Charakteristisch für eine schizophrene Erkrankung ist das veränderte Erleben der eigenen Person, der eigenen Identität. Der Betroffene erlebt sich als unwirklich und fremd und kann seine Gedanken, Gefühle und Handlungen nicht mehr als selbst gesteuert empfinden. Häufig geht damit auch eine Veränderung der Wahrnehmung einher. So werden z.B. Stimmen gehört und für real gehalten, obwohl der entsprechende Sinnesreiz gar nicht vorhanden ist - dennoch konnte nachgewiesen werden, dass dabei die gleichen Hirnareale aktiv sind, wie beim "realen" Hören auch. Derartige Halluzinationen können auch die anderen Sinne wie Sehen, Fühlen, Riechen oder Schmecken betreffen. Im Laufe der Erkrankung kann es weiters dazu kommen, dass Betroffene unter Wahnvorstellungen leiden - sich beispielsweise beobachtet und verfolgt fühlen, oder der fixen Überzeugung sind, dass "höhere Kräfte" ihr Denken, Fühlen und Handeln beeinflussen. Aufgrund der Halluzinationen und der Wahnvorstellungen leiden viele unter Angst. Auch die Denkweise entspricht nicht mehr der von Gesunden. Die Erkrankten bemerken selbst oft Blockaden oder ein Stocken des Gedankenflusses. Ebenso wird von stark drängenden Gedanken berichtet, was sich auch in einem veränderten Sprachgebrauch niederschlagen kann. Was das Gefühlsleben von an Schizophrenie Erkrankten angeht, so können die Veränderungen sehr vielgestaltig sein. Häufig ist der emotionale Kontakt zu anderen Menschen reduziert. Auch haben Betroffene Schwierigkeiten, ihre Gefühle angemessen auszudrücken. Spannungen im zwischenmenschlichen Bereich sind damit vorprogrammiert. Im Rahmen der Erkrankung kann es auch zu psychomotorischen Störungen kommen. Diese zeigen sich als Verharren in Reglosigkeit, obwohl der Betroffene bei vollem Bewusstsein ist - oder es kommt umgekehrt zu einer starken motorischen Unruhe.

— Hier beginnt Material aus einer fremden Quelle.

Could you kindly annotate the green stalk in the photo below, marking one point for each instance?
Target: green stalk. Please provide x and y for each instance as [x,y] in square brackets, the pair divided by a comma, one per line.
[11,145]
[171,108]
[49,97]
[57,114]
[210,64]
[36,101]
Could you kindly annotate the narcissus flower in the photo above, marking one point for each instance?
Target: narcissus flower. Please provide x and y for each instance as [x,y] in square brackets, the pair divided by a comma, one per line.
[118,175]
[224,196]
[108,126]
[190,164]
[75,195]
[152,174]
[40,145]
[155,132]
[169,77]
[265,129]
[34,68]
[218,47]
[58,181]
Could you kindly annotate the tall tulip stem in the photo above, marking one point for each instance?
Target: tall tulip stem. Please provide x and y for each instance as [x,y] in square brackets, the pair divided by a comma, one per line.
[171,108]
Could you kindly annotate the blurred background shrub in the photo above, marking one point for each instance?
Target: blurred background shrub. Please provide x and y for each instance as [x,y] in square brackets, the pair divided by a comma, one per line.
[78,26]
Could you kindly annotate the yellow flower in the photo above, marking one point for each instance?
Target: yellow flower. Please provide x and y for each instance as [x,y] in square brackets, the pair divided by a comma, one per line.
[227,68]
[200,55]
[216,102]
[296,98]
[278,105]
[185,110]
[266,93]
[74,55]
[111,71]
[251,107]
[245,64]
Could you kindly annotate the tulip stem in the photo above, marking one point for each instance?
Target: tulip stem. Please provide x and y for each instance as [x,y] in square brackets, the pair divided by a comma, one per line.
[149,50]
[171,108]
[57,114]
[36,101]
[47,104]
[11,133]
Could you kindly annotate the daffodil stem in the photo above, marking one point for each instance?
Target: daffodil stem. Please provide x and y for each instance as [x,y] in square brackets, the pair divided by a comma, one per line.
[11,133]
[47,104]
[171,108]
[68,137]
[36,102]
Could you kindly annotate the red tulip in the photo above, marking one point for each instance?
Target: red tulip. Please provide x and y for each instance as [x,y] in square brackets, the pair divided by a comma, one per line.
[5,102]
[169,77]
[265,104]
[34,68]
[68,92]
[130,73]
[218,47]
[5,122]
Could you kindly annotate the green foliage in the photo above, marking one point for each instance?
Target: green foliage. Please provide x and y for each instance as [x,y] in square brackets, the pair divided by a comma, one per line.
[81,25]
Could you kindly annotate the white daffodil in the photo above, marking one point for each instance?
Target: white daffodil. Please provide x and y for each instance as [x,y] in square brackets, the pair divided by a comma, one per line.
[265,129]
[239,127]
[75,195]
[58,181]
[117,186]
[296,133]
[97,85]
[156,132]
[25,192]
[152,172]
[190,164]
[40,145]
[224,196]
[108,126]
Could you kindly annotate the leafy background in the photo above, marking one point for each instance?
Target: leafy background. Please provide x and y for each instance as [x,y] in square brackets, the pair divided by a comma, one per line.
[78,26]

Da Schizophrene zwischen der Wirklichkeit und ihrer eigenen, inneren Vorstellungswelt nicht mehr unterscheiden können - ihre Einbildungen also für real halten - und sie mit logischen Argumenten nicht vom Gegenteil zu überzeugen sind, ist eine Krankheitseinsicht oft nicht gegeben. Das wiederum macht eine Behandlung gerade anfangs schwierig. Besonders in akuten Phasen, beispielsweise wenn große Ängste auftreten oder es zu starken Spannungen mit dem Umfeld kommt, ist daher die Einweisung in ein Krankenhaus mitunter vonnöten. Sehr selten kann es im Rahmen einer Schizophrenie dazu kommen, dass eine Gefahr für die Gesundheit des Kranken selbst oder andere Menschen besteht, auch dann ist ein stationärer Aufenthalt erforderlich. Bei der Behandlung hat sich die Kombination aus verschiedenen Maßnahmen bewährt. In der Regel setzt sich diese aus pharmakologischen, psychotherapeutischen und sozialtherapeutischen Maßnahmen zusammen. Die Gruppe der am häufigsten eingesetzten Medikamente heißt Antipsychotika. Je nachdem, wie der Patient und der Arzt gemeinsam entscheiden, können die Wirkstoffe als Tablette eingenommen oder als langwirksame Injektion verabreicht werden.

Prognostische Einschätzungen lassen sich nur schwer abgeben, da dabei verschiedene Faktoren eine Rollen spielen, und bestimmte Symptome können den Erkrankten lang, manchmal sogar lebenslang begleiten. In der Regel aber gilt: Je früher eine Schizophrenie erkannt und behandelt wird, desto günstiger verläuft sie.